A bear has been known to detect a human scent more than fourteen hours after the person passed along a trail. "The olfactory sense of the bears ranks among the keenest in the animal world," according to George Laycock in The Wild Bears. "A black bear in northern California was once seen to travel upwind three miles in a straight line to reach the carcass of a dead deer."

The sense of smell of polar bears may be the finest--able to detect a seal several miles away--and, as Domico relates, ". . . male polar bears march in a straight line, over the tops of pressure ridges of uplifted ice . . . up to 40 miles to reach a prey animal they had detected."
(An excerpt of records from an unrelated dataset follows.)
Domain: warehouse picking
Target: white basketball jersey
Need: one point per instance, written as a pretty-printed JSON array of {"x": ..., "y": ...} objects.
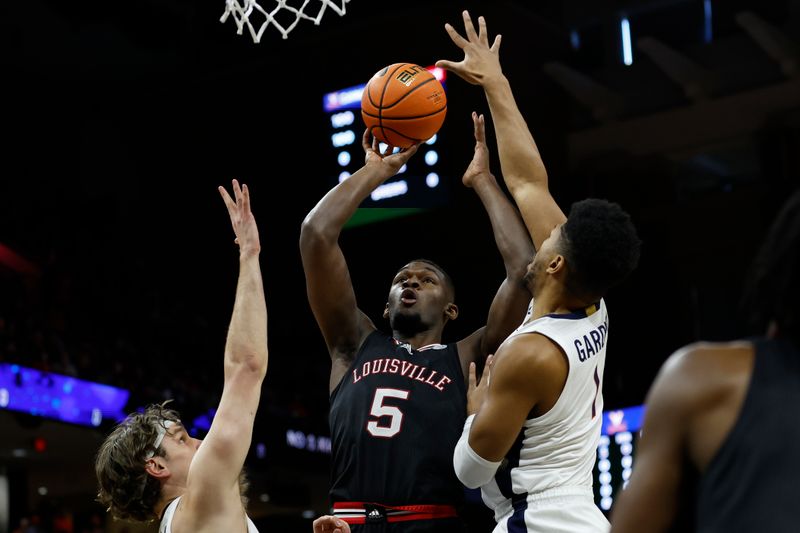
[
  {"x": 559, "y": 448},
  {"x": 166, "y": 520}
]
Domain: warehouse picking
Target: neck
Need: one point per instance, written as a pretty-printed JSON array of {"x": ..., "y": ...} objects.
[
  {"x": 168, "y": 494},
  {"x": 418, "y": 340},
  {"x": 553, "y": 299}
]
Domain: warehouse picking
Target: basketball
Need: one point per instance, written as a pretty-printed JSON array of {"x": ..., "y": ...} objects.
[{"x": 403, "y": 104}]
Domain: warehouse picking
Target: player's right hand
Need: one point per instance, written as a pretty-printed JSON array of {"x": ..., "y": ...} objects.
[
  {"x": 388, "y": 161},
  {"x": 481, "y": 62},
  {"x": 327, "y": 523}
]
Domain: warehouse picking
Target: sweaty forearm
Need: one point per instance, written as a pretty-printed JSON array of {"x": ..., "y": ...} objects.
[
  {"x": 520, "y": 161},
  {"x": 247, "y": 334},
  {"x": 340, "y": 203}
]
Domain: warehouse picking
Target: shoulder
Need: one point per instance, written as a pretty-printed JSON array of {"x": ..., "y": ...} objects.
[
  {"x": 700, "y": 371},
  {"x": 693, "y": 361},
  {"x": 529, "y": 357}
]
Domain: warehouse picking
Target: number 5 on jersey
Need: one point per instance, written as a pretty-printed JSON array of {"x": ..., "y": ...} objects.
[{"x": 379, "y": 410}]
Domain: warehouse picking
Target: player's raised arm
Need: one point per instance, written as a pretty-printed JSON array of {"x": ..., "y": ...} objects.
[
  {"x": 214, "y": 472},
  {"x": 328, "y": 284},
  {"x": 522, "y": 166},
  {"x": 515, "y": 246}
]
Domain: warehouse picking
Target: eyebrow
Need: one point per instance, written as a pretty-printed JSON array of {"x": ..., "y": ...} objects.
[{"x": 175, "y": 429}]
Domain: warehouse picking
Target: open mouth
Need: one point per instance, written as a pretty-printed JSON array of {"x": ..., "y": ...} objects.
[{"x": 408, "y": 297}]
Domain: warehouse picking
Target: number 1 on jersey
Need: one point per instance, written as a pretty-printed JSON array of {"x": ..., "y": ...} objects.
[{"x": 379, "y": 410}]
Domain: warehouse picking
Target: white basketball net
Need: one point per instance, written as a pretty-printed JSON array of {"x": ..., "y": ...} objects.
[{"x": 247, "y": 9}]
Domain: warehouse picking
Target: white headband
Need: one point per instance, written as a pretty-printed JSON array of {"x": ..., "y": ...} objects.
[{"x": 161, "y": 428}]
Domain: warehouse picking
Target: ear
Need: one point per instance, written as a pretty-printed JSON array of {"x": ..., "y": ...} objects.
[
  {"x": 557, "y": 264},
  {"x": 451, "y": 311},
  {"x": 157, "y": 467}
]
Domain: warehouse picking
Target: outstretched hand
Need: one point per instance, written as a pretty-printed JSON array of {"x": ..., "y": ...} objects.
[
  {"x": 388, "y": 160},
  {"x": 476, "y": 390},
  {"x": 479, "y": 166},
  {"x": 481, "y": 62},
  {"x": 242, "y": 219},
  {"x": 327, "y": 523}
]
An old, and much related, Indian saying may best describe the olfactory awareness of bears. "A pine needle fell in the forest. The eagle saw it. The deer heard it. The bear smelled it."
 
Bear olfactory sense has been an evolutionary trait that has developed for survival. It includes a larger brain mass to process stimulants to its sense of smell (olfactory lobe)and the development of a much larger area of he nose that processes small, an area about 500 times as effective at catching stray odors as a Blood Hound. Blood Hounds (or St. Hubert's Hound)can detect scents as small as that given off by one or two skin cells given of by humans.

Just think, we go around shedding skin at a rate of thousands of cells per minute. Is it anywonder your mother needs to dust.